I have:
a = [[1,2],[3,4],[7,10]]
b = [[8,6],[1,9],[2,1],[8,8]]
I want to multiply (pairwise) every element of a with b
1*8+2*6+1*1+2*9+.....+1*8+2*8+3*8+4*6+......+7*8+10*8
Here's my code so far:
def f(a, b):
new = [x for x in a or x in b]
newer = []
for tuple1, tuple2 in new:
newer.append(map(lambda s,t: s*t, new, new))
return sum(newer)
so my plan of attack was to get all the lists in one list and then multiply everything together. I have seen that lambda work for multiplying lists pairwise but I can't get it to work for the one list.
That kind of combination is called the Cartesian product. I'd use itertools.product
for this, which can easily cope with more than 2 lists, if you want.
Firstly, here's a short demo that shows how to get all of the pairs and how to use tuple assignment to grab the individual elements of the pairs of sublists.

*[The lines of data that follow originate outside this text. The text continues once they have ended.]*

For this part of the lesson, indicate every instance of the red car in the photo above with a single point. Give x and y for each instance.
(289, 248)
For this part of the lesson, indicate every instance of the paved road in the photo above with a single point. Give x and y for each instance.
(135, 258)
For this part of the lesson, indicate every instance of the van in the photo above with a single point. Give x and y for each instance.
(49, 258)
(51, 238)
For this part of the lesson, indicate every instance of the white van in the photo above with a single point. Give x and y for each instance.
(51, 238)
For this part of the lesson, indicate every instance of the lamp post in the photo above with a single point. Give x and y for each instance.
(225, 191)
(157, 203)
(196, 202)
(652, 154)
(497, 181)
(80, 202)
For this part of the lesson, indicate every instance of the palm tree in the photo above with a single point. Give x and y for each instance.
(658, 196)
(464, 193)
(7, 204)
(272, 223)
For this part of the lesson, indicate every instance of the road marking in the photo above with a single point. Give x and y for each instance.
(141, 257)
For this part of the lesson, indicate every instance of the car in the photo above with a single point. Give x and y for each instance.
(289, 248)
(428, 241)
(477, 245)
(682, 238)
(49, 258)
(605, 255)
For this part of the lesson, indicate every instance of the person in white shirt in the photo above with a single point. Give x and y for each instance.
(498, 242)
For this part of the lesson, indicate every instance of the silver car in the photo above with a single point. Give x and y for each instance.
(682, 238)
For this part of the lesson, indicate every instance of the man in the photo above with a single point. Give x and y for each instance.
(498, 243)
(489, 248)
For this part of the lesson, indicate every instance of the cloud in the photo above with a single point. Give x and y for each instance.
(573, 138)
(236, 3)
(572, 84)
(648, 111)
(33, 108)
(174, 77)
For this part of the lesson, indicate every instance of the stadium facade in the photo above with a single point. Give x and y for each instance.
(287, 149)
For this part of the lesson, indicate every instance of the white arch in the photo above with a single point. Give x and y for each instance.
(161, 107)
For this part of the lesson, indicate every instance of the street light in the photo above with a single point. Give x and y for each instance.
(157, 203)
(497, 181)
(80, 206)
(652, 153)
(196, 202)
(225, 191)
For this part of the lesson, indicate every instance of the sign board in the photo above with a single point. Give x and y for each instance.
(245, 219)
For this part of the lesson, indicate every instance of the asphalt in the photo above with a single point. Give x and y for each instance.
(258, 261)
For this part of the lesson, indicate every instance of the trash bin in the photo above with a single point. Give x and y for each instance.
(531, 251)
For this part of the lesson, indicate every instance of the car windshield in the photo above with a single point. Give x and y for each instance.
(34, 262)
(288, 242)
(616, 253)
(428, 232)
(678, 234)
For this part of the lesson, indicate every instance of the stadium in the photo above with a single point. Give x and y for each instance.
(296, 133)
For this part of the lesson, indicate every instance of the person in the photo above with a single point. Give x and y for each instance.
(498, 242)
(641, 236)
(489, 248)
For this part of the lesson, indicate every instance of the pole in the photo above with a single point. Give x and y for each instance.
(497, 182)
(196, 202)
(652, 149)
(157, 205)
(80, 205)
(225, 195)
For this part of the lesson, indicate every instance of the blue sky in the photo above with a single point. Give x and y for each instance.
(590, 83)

from itertools import product
a = [[1,2],[3,4],[7,10]]
b = [[8,6],[1,9],[2,1],[8,8]]
for (u0, u1), (v0, v1) in product(a, b):
print(u0, u1, v0, v1)
output
1 2 8 6
1 2 1 9
1 2 2 1
1 2 8 8
3 4 8 6
3 4 1 9
3 4 2 1
3 4 8 8
7 10 8 6
7 10 1 9
7 10 2 1
7 10 8 8
And here's how to find the sum
of products that you want.
total = sum(u0 * v0 + u1 * v1 for (u0, u1), (v0, v1) in product(a, b))
print(total)
output
593
Here's an alternative approach, using the distributive property, as mentioned by Prune.
Firstly, here's an unreadable list comprehension version. ;)
a = [[1,2],[3,4],[7,10]]
b = [[8,6],[1,9],[2,1],[8,8]]
print(sum([u*v for u,v in zip(*[[sum(t) for t in zip(*u)] for u in (a, b)])]))
output
593
By the distributive law, the sum you want from the given input data can be written as
(1 + 3 + 7) * (8 + 1 + 2 + 8) + (6 + 9 + 1 + 8) * (2 + 4 + 10)
We can re-arrange the data to produce that expression as follows.
# Use zip to transpose each of the a & b lists.
for u in (a, b):
for t in zip(*u):
print(t)
output
(1, 3, 7)
(2, 4, 10)
(8, 1, 2, 8)
(6, 9, 1, 8)
Now we modify that slightly to get the sums of those lists
# Use zip to transpose each of the a & b lists and compute the partial sums.
partial_sums = []
for u in (a, b):
c = []
for t in zip(*u):
c.append(sum(t))
partial_sums.append(c)
print(partial_sums)
output
[[11, 16], [19, 24]]
Now we just need to multiply the corresponding items of those lists, and add those products together to get the final sum. Once again, we use zip
to perform the transposition.
total = 0
for u, v in zip(*partial_sums):
print(u, v)
total += u * v
print(total)
output
11 19
16 24
593
If your only need is to return that conglomerate sum, I suggest that you quit doing all of that complex work: apply the distributive property. From your example, I'm not sure how thoroughly you are making your cross-products, but this collapses the example to do all elements of each.
sum1 = sum(sum(_) for _ in a)
sum2 = sum(sum(_) for _ in b)
return sum1 * sum2
I suggest stepping back from the code and breaking this down into smaller parts. First, multiply each element from two lists, pairwise.
Second, given a list of lists a
and a list of numbers b
, multiply each list of a
pairwise by b
. This can reuse the solution to part 1.
Finally, solve your original problem with two lists of lists by reusing part 2.
Note how I am describing each of these pieces in words without worrying too much about Python syntax. Now that we have a description in words, it is easier to translate it into Python.